終点優先キューは、終点までの経路が分かっているノードを整列したリスト、および各ノードについてのキーから成る。このキューはキーに従ってソートされる。終点キーの決定には多くの方法がある。一方法は、ノードから終点までの既知の最低コストの経路を使用することである。もう別の方法におけるキーは、ノードから終点までの既知の最低コストに、始点からノードまでの見積もりコストを加えた合計を使用する。本発明の範囲内であれば、他の方法でキーを計算してもよい。
更に、システムは始点訪問済みリスト(origin visited list)および終点訪問済みリスト(destination visited list)をセットアップする。始点訪問済みリストは、始点からの経路が分かっている全てのノードのリスト、始点からそのノードまでの移動の最低コスト、およびコストが最低の経路に沿った直前のノードを保持する。終点訪問済みリストは終点までの経路が分かっている各ノードの名前、そのノードから終点までの移動の既知の最低コスト、およびコストが最低の経路に沿った次のノードの識別情報を記憶する。ステップ202による初期化が完了すると、始点優先キューおよび始点訪問済みリストには始点が含まれ、終点優先キューおよび終点訪問済みリストには終点が含まれる。
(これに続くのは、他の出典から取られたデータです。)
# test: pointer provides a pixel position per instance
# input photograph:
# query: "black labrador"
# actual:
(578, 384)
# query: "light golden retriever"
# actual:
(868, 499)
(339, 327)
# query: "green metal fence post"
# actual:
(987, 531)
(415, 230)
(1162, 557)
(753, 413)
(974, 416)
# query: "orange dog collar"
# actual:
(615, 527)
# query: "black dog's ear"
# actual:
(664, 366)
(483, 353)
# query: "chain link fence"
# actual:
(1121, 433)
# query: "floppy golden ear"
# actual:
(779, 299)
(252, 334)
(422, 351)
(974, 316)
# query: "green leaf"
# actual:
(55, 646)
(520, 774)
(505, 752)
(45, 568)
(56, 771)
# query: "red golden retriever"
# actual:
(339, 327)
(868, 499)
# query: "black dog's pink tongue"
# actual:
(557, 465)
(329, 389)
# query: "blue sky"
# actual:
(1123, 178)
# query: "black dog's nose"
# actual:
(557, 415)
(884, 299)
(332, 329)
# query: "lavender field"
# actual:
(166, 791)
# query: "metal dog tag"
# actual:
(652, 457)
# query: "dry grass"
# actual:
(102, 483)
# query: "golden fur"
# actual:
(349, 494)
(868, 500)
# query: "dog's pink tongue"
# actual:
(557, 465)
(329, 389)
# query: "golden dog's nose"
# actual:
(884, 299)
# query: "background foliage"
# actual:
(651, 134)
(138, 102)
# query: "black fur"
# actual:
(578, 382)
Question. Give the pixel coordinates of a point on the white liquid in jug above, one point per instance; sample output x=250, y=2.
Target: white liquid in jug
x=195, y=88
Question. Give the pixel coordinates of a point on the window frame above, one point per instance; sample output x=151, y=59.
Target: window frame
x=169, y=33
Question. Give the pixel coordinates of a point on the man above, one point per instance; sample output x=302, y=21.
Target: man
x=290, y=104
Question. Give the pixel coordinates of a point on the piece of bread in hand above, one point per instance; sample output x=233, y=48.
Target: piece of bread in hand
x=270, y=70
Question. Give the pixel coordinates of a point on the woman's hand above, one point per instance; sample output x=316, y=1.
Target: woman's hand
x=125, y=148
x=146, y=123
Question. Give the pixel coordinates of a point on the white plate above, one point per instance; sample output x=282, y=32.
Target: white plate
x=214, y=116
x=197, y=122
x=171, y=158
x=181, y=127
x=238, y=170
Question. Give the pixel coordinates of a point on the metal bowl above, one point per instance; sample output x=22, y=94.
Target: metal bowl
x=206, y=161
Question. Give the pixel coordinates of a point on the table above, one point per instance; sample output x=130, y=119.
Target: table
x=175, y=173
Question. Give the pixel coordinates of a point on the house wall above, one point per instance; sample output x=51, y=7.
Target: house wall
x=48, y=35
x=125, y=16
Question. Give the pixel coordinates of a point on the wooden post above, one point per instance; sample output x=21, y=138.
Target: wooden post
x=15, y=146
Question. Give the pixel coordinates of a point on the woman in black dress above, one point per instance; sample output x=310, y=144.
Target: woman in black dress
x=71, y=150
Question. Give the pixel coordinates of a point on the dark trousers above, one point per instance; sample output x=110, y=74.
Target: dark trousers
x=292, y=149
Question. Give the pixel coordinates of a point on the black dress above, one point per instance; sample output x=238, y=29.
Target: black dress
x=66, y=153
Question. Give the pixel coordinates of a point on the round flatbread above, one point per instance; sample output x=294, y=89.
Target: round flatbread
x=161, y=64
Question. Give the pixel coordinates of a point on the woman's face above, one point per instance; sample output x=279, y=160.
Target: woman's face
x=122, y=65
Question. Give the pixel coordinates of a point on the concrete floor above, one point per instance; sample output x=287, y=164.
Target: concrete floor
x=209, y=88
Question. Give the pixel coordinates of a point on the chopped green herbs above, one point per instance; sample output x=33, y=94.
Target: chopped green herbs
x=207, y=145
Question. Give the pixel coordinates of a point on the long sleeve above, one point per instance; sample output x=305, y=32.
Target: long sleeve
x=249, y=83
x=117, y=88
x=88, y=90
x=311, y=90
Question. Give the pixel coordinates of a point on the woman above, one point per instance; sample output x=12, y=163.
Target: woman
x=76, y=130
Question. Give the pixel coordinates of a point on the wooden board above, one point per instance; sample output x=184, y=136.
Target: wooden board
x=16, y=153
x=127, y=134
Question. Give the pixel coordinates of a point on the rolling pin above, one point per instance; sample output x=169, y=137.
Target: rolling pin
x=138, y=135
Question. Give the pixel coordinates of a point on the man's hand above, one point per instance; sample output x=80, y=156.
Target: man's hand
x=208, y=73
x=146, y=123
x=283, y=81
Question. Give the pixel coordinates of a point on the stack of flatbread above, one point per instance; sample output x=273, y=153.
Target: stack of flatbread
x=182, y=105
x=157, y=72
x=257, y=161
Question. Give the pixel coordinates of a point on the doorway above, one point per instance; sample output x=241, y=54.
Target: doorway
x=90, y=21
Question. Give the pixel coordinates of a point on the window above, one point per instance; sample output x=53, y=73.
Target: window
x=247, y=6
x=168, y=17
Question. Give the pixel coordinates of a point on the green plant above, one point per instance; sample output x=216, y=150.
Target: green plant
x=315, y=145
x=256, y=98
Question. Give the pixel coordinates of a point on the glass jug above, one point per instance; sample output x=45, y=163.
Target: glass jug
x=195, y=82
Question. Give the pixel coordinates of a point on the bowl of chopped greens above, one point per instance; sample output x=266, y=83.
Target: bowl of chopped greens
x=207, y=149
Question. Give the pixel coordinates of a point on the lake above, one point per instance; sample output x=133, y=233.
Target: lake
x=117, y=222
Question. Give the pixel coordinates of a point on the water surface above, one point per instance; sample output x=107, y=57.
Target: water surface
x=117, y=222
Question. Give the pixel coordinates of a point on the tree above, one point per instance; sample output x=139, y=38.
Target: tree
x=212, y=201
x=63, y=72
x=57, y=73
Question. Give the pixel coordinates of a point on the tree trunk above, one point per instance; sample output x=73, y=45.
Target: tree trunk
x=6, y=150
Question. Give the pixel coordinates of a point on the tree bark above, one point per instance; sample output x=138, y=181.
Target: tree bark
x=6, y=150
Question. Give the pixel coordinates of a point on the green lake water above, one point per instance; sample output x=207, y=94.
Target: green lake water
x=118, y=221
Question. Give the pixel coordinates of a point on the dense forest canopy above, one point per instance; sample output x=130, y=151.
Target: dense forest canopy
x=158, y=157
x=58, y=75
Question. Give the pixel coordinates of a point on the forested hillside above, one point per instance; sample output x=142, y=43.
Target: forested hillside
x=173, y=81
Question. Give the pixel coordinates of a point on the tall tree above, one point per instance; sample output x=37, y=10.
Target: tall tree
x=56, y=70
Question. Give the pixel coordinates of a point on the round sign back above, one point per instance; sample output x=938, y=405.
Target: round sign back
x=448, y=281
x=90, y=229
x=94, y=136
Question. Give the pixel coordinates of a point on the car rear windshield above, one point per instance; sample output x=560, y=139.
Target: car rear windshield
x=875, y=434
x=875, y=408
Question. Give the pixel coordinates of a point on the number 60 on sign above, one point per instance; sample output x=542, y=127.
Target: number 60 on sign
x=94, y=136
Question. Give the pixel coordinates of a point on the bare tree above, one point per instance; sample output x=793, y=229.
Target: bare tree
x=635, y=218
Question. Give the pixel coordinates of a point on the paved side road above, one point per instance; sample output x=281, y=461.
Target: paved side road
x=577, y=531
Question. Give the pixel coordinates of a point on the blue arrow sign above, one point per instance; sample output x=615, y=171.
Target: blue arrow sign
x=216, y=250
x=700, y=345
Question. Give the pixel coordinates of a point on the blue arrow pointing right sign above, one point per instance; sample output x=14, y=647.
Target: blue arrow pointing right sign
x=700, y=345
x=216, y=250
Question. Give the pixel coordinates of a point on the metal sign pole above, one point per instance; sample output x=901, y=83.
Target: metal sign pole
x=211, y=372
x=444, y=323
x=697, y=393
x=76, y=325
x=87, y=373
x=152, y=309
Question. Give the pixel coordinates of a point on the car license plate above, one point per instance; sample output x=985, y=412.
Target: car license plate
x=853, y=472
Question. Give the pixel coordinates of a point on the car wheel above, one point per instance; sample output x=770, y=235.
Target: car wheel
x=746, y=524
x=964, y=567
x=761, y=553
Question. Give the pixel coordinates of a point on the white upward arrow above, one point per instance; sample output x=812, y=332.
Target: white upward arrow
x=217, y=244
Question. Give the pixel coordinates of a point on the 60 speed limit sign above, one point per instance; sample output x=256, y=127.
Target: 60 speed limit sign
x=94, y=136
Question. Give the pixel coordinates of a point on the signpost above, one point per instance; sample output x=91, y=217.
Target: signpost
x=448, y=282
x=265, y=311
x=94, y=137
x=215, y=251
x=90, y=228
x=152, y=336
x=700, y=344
システムが初期化されると、システムは所定のルールに従いステップ204においてキューを選択する。本発明に適したキュー選択ルールには多くのものが存在する。あるシステムにおいては、最小のキーを有する要素を含んだキューが選択され要素間の結びつきは任意に断たれる。別のルールのシステムにおいては、キューに含まれる要素の数が最も少ないキューが選択される。キュー選択ルールのその他の例としては、キューを交互に切り換え、ある期間は始点キューを選択し、別の期間は終点キューに切換え、更に別の期間は始点キューに再び切換えることが挙げられる。キューはキーによってソートされるので、最小のキーを有するノードがキューの先頭(キューの前部またはキューのトップとも言う)に来る。このノードを「ヘッドノード」と呼ぶ。後述の例では、キューが選択される方法としてキューを切換える方法を使用し、始点優先キューから開始される。
システムは、ステップ206において、選択したキューのヘッドノードに隣接する全てのノードを探索する。システムは開始したばかりなので、始点優先キュー中に存在する唯一のノードは始点である。隣接ノードとは、始点から、他ノードのノードも通過せずに移動できるノードである。始点Oの隣接ノードは、ノードA、B、GおよびHである。4個の隣接ノードがあるため、システムは任意に一つの隣接ノードを選択する。システムは、ステップ208において、選択した隣接ノードについて、より低いコストが訪問済みリストおよび優先キュー上に既に存在するかどうかを判断する。つまり、システムは隣接ノードとヘッドノードとの間の移動コストを判断する。この場合、選択された隣接ノードはノードAであり、始点からノードAまでの移動のコストは9である。経路発見計算は始まったばかりなので、ノードAは訪問済みリストおよび始点優先キュー上になく、ノードAについての他の既知のコストは存在しない。既知のコストが存在しないので、システムは、ステップ210において、訪問済みリストおよび優先キューにノードAおよびそのコストを追加して編集する。その後、ステップ206へ戻り、検討されていない隣接ノードが他にないかどうかを判断する。この場合、三個の隣接ノードB、GおよびHが未検討である。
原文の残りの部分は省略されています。